Presenting duties on The National Lottery Live and the Queen Mother’s 100th birthday followed ensuing his status as a national treasure. A BBC1 chat show Funny For Money played to Bob’s passion for up and coming talent. This prompted an unexpected offer from comic and star of BBC1’s Jonathan Creek: Alan Davies who wanted Bob to guest star in an episode of the crime series.  Bob was cast as Sylvester Le Fley, a millionaire who is the victim of a painting theft in their stately mansion resulting in fatal consequences. Sadly this was one of Bob’s last acting roles but the opportunity to act alongside one of his comedy protégés was a fantastic thrill.

As the new millennium dawned, Bob showed no signs of slowing down. Of course another game show came knocking when he replaced Paul Daniels for the lunchtime quiz Wipeout. This was to be his last game show as in 2001 Bob was diagnosed with prostate cancer.

A stalwart of entertainment, Bob continued to work and initiated a BBC documentary entitled Bob Monkhouse: Behind The Laughter  where he told the true story behind many of our best loved comics.

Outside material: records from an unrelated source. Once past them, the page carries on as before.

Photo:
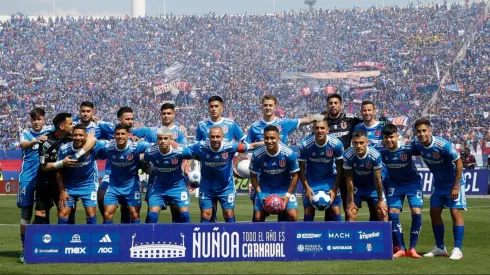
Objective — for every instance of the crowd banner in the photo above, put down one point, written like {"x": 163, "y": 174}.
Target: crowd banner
{"x": 220, "y": 242}
{"x": 9, "y": 186}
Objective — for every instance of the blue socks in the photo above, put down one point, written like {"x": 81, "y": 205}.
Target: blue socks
{"x": 415, "y": 229}
{"x": 439, "y": 235}
{"x": 397, "y": 230}
{"x": 458, "y": 232}
{"x": 185, "y": 217}
{"x": 91, "y": 220}
{"x": 152, "y": 217}
{"x": 309, "y": 217}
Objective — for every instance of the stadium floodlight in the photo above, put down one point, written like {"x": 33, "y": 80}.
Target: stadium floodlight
{"x": 310, "y": 3}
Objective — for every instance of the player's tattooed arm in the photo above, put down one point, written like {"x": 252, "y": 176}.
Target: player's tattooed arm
{"x": 310, "y": 119}
{"x": 457, "y": 180}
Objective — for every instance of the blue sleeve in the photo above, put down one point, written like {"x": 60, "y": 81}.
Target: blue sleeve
{"x": 292, "y": 163}
{"x": 450, "y": 152}
{"x": 106, "y": 129}
{"x": 254, "y": 164}
{"x": 238, "y": 133}
{"x": 289, "y": 125}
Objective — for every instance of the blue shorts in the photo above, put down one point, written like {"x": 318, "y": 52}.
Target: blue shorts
{"x": 292, "y": 204}
{"x": 413, "y": 192}
{"x": 89, "y": 198}
{"x": 116, "y": 195}
{"x": 161, "y": 197}
{"x": 441, "y": 198}
{"x": 25, "y": 194}
{"x": 104, "y": 183}
{"x": 226, "y": 200}
{"x": 368, "y": 195}
{"x": 336, "y": 202}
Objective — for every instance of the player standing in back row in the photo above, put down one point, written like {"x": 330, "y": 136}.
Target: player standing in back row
{"x": 448, "y": 189}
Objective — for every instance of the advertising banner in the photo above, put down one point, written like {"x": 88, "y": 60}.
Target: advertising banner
{"x": 271, "y": 241}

This was the unabridged story of Light entertainment as we had never heard it before and it could have only ever been told by this icon of Comedy. Now into his sixth decade in entertainment, it seemed that Bob had done it all.


On the 27th of December 2003 Bob Monkhouse passed away at his home surrounded by friends and family. The following days and weeks saw tributes pour in from a whole range of figures from the world of entertainment as they mourned one of the founding fathers of British Comedy. It was almost impossible to imagine the television landscape without him. Yet as the above proves, Bob’s career was so embedded into the fabric of Britain that his contribution to Light entertainment will be felt for generations. From the late forties to the early noughties, Bob Monkhouse forever remained on the forefront of British entertainment and constantly pushed boundaries to delight audiences. When searching for legends of the genre, I defy anyone to look further than the life and career of the legendary Bob Monkhouse.